However, even if you don’t specialize in any of these areas, do reach out if you would like to help.
To join, please contact our Project Manager, plex. You can reach him on discord at plex#1874. He will be able to point your skills in the right direction to help in the most effective way possible.
How do I add content from LessWrong / Effective Altruism Forum tag-wikis to Stampy?
You can include a live-updating version of many definitions from LW using the syntax on Template:TagDesc in the Answer field and Template:TagDescBrief on the Brief Answer field. Similarly, calling Template:TagDescEAF and Template:TagDescEAFBrief will pull from the EAF tag wiki.
When available this should be used as it reduces the duplication of effort and directs all editors to improving a single high quality source.
How do I format answers on Stampy?
Items on lists start with *, numbered lists with #
- For external links use [ followed directly by the URL, a space, then display text and finally a ] symbol
- e.g. [https://www.example.com External link text] gives External link text
- For internal links write the page title wrapped in [[]]s
- e.g. [[What is the Stampy project?]] gives What is the Stampy project?. Including a pipe symbol followed by display text e.g. [[What is the Stampy project?┊Display Text]] allows you to show different Display Text.
- (ref)Reference notes go inside these tags(/ref)[1]
- If you post the raw URL of an image from imgur it will be displayed.[2] You can reduce file compression if you get an account. Note that you need the image itself, right click -> copy image address to get it
- To embed a YouTube video, use (youtube)APsK8NST4qE(/youtube) with the video ID of the target video.
- Start with ** or ## for double indentation
- Three 's around text - Bold
- Two 's around text Italic - Italic
How does the stamp eigenkarma system work?
If someone posts something good - something that shows insight, knowledge of AI Safety, etc. - give the message or answer a stamp of approval! Stampy keeps track of these, and uses them to decide how much he likes each user. You can ask Stampy (in a PM if you like), "How many stamps am I worth?", and he'll tell you.
If something is really very good, especially if it took a lot of work/effort, give it a gold stamp. These are worth 5 regular stamps!
Note that stamps aren't just 'likes', so please don't give stamps to say "me too" or "that's funny" etc. They're meant to represent knowledge, understanding, good judgement, and contributing to the discord. You can use 💯 or ✔️ for things you agree with, 😂 or 🤣 for funny things etc.
Your stamp points determine how much say you have if there are disagreements on Stampy content, which channels you have permission to post to, your voting power for approving YouTube replies, and whether you get to invite people.
Notes on stamps and stamp points
- Stamps awarded by people with a lot of stamp points are worth more
- Awarding people stamps does not reduce your stamp points
- New users who have 0 stamp points can still award stamps, they just have no effect. But it's still worth doing because if you get stamp points later, all your previous votes are retroactively updated!

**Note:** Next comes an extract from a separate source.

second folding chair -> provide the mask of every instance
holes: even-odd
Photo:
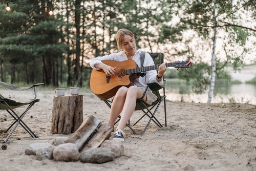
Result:
[[[28,126],[28,125],[24,122],[24,121],[23,120],[23,119],[28,110],[36,102],[38,102],[40,100],[39,99],[36,99],[36,88],[37,86],[44,84],[42,83],[40,83],[35,84],[30,87],[22,87],[12,85],[4,82],[0,82],[0,85],[3,86],[5,88],[11,90],[25,91],[33,88],[34,93],[34,98],[26,102],[17,102],[9,98],[4,98],[2,95],[0,94],[0,110],[6,111],[7,113],[8,113],[10,115],[10,116],[14,119],[14,121],[4,132],[4,133],[7,133],[8,131],[12,127],[11,132],[7,135],[6,139],[4,141],[4,142],[1,142],[2,143],[5,143],[7,142],[10,137],[11,137],[11,135],[19,124],[32,137],[38,137],[34,133],[34,132],[33,132],[33,131],[32,131],[31,130]],[[15,111],[14,111],[14,109],[18,108],[24,105],[28,105],[28,106],[27,107],[27,108],[26,108],[24,112],[22,112],[22,114],[19,115],[16,113]]]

- Yes, this was kind of tricky to implement! Stampy actually stores how many stamps each user has awarded to every other user, and uses that to build a system of linear scalar equations which is then solved with numpy.
- Each user has stamp points, and also gives a score to every other user they give stamps to the scores sum to 1 so if I give user A a stamp, my score for them will be 1.0, if I then give user B a stamp, my score for A is 0.5 and B is 0.5, if I give another to B, my score for A goes to 0.3333 and B to 0.66666 and so on
- Score is "what proportion of the stamps I've given have gone to this user"

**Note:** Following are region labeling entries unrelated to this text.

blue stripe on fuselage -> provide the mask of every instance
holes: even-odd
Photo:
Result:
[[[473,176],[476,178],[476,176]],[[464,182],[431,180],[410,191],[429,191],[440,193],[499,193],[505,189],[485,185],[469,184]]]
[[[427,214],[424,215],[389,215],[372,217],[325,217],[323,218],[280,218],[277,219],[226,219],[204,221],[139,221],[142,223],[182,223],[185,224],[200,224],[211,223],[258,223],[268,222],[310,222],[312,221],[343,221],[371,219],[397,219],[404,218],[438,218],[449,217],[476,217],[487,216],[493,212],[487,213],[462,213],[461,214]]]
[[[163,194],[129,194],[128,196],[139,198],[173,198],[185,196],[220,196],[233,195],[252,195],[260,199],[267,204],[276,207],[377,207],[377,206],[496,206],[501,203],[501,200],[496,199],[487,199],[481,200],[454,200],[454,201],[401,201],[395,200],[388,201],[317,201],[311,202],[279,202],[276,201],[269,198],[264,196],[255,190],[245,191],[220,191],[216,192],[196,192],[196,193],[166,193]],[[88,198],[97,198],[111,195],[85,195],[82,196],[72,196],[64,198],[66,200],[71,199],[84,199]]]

- Everyone's stamp points is the sum of (every other user's score for them, times that user's stamp points) so the way to get points is to get stamps from people who have points
- Rob is the root of the tree, he got one point from Stampy
- So the idea is the stamp power kind of flows through the network, giving people points for posting things that I thought were good, or posting things that "people who posted things I thought were good" thought were good, and so on ad infinitum so for posting YouTube comments, Stampy won't send the comment until it has enough stamps of approval. Which could be a small number of high-points users or a larger number of lower-points users
- Stamps given to yourself or to stampy do nothing
So yeah everyone ends up with a number that basically represents what Stampy thinks of them, and you can ask him "how many stamps am I worth?" to get that number
so if you have people a, b, and c, the points are calculated by:
a_points = (bs_score_for_a * b_points) + (cs_score_for_a * c_points)

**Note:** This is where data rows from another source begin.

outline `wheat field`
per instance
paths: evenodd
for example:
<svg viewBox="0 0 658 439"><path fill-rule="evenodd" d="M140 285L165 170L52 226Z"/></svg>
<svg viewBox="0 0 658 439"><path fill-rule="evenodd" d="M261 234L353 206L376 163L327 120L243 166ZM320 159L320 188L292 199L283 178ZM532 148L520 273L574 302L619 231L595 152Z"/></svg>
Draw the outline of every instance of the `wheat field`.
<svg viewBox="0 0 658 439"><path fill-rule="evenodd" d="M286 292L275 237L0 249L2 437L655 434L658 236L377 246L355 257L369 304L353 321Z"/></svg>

b_points = (as_score_for_b * a_points) + (cs_score_for_b * c_points)
c_points = (as_score_for_c * a_points) + (bs_score_for_c * b_points)
which is tough because you need to know everyone else's score before you can calculate your own
but actually the system will have a fixed point - there'll be a certain arrangement of values such that every node has as much flowing out as flowing in - a stable configuration
so you can rearrange
(bs_score_for_a * b_points) + (cs_score_for_a * c_points) - a_points = 0
(as_score_for_b * a_points) + (cs_score_for_b * c_points) - b_points = 0
(as_score_for_c * a_points) + (bs_score_for_c * b_points) - c_points = 0
or, for neatness:
( -1 * a_points) + (bs_score_for_a * b_points) + (cs_score_for_a * c_points) = 0
(as_score_for_b * a_points) + ( -1 * b_points) + (cs_score_for_b * c_points) = 0
(as_score_for_c * a_points) + (bs_score_for_c * b_points) + ( -1 * c_points) = 0
and this is just a system of linear scalar equations that you can throw at numpy.linalg.solve
(you add one more equation that says rob_points = 1, so there's some place to start from)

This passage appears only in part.